Methods: β-Lg (donated by Davisco Inc.), was hydrolyzed with bromelain (3% protein w/w in distilled water, 25 U enzyme g-1 of substrate, pH 7.5, 240 min) and then polymerized by TG (7% hydrolysate, 10 or 25 U TG g-1 protein, 50 ºC/180 min). When polymerization was carried out pre hydrolysis, β-Lg (7% w/w) was polymerized by TG (10 U TG g-1 protein, 50 ºC/180 min) in 0.1 M Cys or after heat treatment (80 ºC/60 min), and then hydrolyzed under the same conditions previously described. The hydrolysis reaction was monitored by pH-stat method and the samples were evaluated by SDS-PAGE/tricine. Antigenicity was evaluated by Immunoblotting and ELISA assays using sera from mice sensitized with β-Lg (IgE anti-β-Lg).

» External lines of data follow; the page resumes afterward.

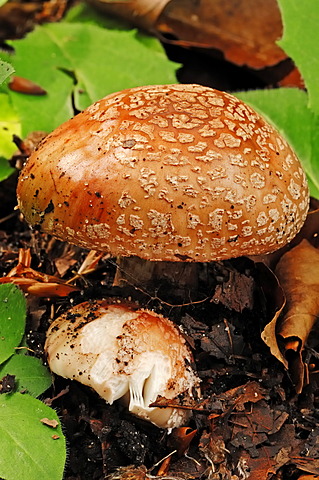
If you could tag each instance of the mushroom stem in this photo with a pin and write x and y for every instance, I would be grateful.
(180, 278)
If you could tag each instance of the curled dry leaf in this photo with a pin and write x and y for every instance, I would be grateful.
(298, 274)
(142, 13)
(50, 423)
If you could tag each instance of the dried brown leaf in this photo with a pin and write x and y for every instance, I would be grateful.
(298, 275)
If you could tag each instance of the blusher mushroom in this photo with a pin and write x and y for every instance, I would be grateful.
(124, 353)
(167, 172)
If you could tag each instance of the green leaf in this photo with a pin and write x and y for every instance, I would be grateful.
(301, 42)
(31, 375)
(5, 70)
(12, 319)
(84, 61)
(286, 108)
(28, 450)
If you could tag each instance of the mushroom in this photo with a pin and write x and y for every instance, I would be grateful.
(167, 172)
(124, 352)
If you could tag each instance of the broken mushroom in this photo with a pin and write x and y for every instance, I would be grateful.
(167, 172)
(124, 353)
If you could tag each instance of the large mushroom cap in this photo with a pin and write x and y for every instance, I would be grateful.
(167, 172)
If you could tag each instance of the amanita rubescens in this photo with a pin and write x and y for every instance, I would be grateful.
(167, 172)
(124, 352)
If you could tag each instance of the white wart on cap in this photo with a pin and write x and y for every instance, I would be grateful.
(167, 172)
(124, 353)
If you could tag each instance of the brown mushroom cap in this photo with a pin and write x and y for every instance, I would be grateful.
(167, 172)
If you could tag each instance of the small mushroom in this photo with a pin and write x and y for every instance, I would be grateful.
(124, 353)
(167, 172)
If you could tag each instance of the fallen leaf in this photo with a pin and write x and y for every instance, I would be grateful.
(34, 282)
(50, 423)
(210, 24)
(298, 274)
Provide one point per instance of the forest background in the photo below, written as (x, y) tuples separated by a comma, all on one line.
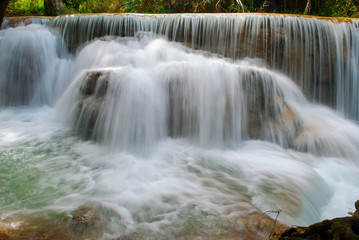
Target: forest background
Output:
[(332, 8)]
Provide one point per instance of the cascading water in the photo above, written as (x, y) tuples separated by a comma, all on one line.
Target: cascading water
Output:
[(178, 142)]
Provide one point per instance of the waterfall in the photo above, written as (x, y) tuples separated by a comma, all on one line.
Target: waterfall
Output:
[(320, 55), (177, 126), (29, 65)]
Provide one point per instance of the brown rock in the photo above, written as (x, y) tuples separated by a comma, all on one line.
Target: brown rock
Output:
[(84, 218)]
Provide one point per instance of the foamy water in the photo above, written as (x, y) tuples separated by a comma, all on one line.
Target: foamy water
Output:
[(174, 158)]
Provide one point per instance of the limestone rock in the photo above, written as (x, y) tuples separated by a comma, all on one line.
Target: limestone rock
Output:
[(91, 103), (84, 218), (339, 228)]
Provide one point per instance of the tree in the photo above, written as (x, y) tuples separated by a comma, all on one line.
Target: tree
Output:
[(3, 6)]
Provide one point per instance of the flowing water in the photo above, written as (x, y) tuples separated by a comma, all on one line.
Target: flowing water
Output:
[(177, 140)]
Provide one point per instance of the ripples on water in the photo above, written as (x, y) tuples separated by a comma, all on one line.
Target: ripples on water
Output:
[(196, 184)]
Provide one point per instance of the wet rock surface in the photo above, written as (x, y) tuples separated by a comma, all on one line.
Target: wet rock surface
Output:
[(83, 219), (91, 103), (339, 228), (346, 228)]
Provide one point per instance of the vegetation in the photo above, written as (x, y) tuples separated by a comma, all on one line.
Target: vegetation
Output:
[(334, 8)]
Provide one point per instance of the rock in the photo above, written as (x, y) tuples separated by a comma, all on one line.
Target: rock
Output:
[(84, 220), (90, 105), (269, 117), (28, 227), (259, 226), (346, 228), (84, 217), (356, 213)]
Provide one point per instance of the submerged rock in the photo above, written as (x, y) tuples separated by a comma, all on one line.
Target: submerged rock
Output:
[(92, 92), (83, 219), (346, 228)]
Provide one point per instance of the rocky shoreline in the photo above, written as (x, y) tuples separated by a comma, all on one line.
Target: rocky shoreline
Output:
[(85, 223)]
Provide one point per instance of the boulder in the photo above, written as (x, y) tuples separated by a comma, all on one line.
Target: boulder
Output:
[(90, 105), (83, 219), (346, 228)]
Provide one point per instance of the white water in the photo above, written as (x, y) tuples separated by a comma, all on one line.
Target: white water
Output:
[(151, 179)]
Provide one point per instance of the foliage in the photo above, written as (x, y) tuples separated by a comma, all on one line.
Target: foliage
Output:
[(332, 8), (25, 7), (336, 8)]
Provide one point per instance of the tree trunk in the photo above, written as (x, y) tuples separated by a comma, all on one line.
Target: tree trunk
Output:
[(3, 6)]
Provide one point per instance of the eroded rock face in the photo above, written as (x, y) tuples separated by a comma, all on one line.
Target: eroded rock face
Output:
[(83, 219), (269, 117), (339, 228)]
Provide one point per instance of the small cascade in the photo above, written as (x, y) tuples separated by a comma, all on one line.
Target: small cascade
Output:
[(320, 55), (156, 89), (165, 126), (29, 67)]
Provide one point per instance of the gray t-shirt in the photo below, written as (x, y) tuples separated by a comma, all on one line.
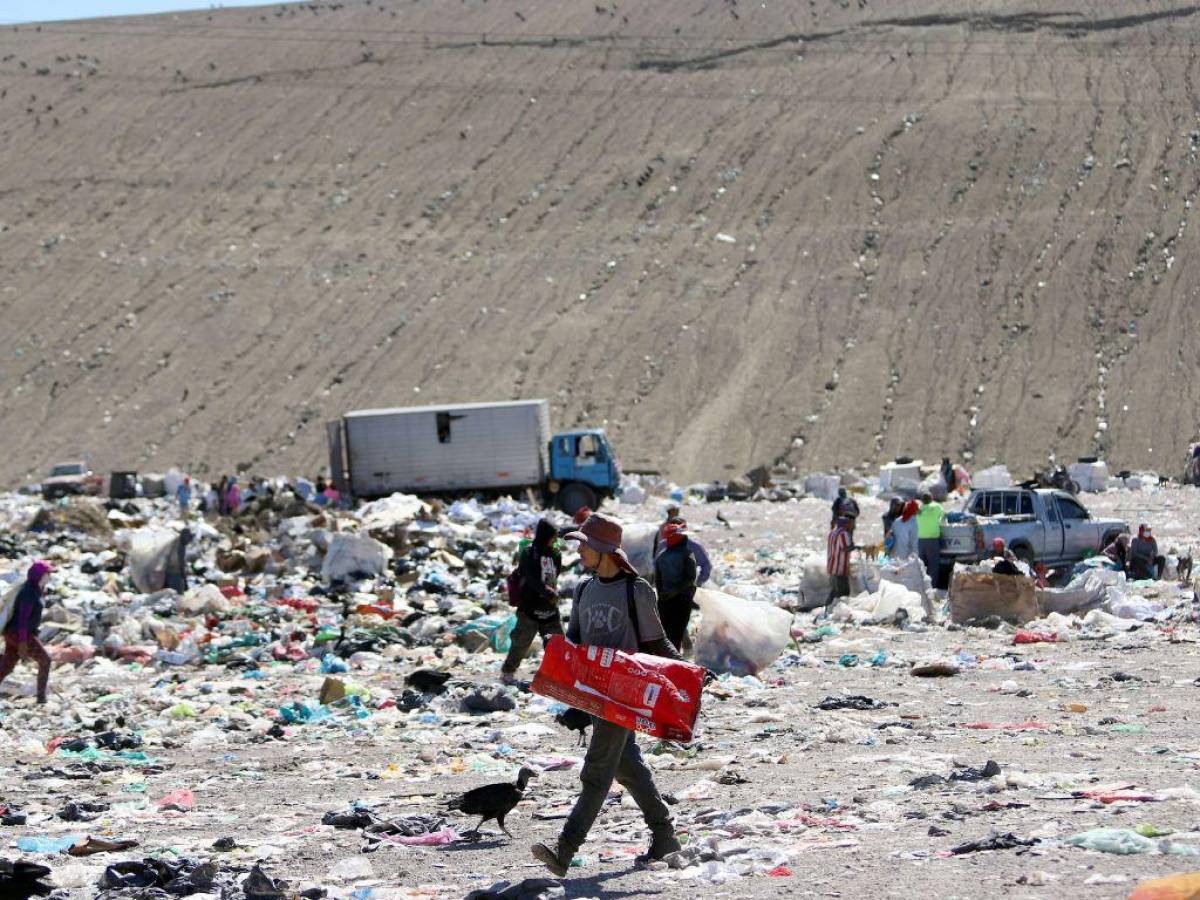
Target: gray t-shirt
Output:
[(600, 615)]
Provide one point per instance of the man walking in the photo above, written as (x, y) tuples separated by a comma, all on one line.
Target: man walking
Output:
[(538, 570), (612, 609), (839, 545)]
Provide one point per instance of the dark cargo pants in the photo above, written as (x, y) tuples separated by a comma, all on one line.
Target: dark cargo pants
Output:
[(613, 755)]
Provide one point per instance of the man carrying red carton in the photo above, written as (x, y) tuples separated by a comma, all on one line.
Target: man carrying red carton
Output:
[(618, 610)]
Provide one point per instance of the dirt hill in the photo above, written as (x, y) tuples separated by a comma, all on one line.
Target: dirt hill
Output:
[(732, 233)]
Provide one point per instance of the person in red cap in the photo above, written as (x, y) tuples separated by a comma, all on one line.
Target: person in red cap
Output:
[(615, 609), (676, 575), (21, 630)]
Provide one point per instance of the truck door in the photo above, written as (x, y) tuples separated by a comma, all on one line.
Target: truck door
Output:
[(591, 461), (337, 457), (1054, 531), (1078, 534)]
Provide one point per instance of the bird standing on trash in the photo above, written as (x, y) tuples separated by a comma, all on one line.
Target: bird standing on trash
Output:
[(493, 801), (575, 720), (429, 681)]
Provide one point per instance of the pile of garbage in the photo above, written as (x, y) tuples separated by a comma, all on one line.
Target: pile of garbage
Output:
[(285, 702)]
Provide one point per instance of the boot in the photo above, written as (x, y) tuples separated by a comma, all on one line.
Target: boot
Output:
[(557, 858), (663, 845)]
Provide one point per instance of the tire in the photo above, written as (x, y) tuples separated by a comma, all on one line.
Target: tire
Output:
[(575, 496), (1024, 552)]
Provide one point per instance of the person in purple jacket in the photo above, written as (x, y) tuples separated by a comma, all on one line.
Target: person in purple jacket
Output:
[(21, 634)]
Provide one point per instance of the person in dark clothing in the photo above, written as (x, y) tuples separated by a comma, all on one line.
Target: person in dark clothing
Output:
[(844, 507), (21, 631), (676, 575), (1145, 563), (538, 568), (673, 517), (613, 609), (895, 509), (1119, 551)]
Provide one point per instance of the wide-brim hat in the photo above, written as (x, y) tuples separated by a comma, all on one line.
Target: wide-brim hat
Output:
[(604, 535)]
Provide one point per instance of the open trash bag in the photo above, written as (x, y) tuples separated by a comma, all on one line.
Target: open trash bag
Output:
[(148, 550), (739, 636), (639, 546)]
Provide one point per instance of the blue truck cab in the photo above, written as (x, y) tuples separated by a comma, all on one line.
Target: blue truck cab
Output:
[(583, 469)]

Results: The treatment with TG (10 or 25 U TG g-1), post hydrolysis, lead to formation of products with a wide molecular weight (MW) distribution (3 to 26 kDa), and other products with high MW, indicating partial polymerization. The samples obtained from polymerization pre hydrolysis showed bands with low MM (< 6.5 kDa) and also products > 26 kDa, indicating a partial hydrolysis of the polymers. Immunoblotting analysis showed no reaction towards specific IgE with any of the samples. ELISA assay showed that the IgE-binding response to sample polymerized by TG post or pre hydrolysis with bromelain were significantly reduced (IgE ≤ 35.21 ug mL-1) as compared to untreated β-Lg (IgE 216.20 ug mL-1 ± 27.58) (P<0.05).
Conclusions: : These results suggested that hydrolysis with bromelain combined with polymerization by TG was capable of reducing the antigenicity of β-Lg, being a potential method for modifying the antigenic properties of proteins.
Acknowledgements: CNPq and FAPESP for financial support.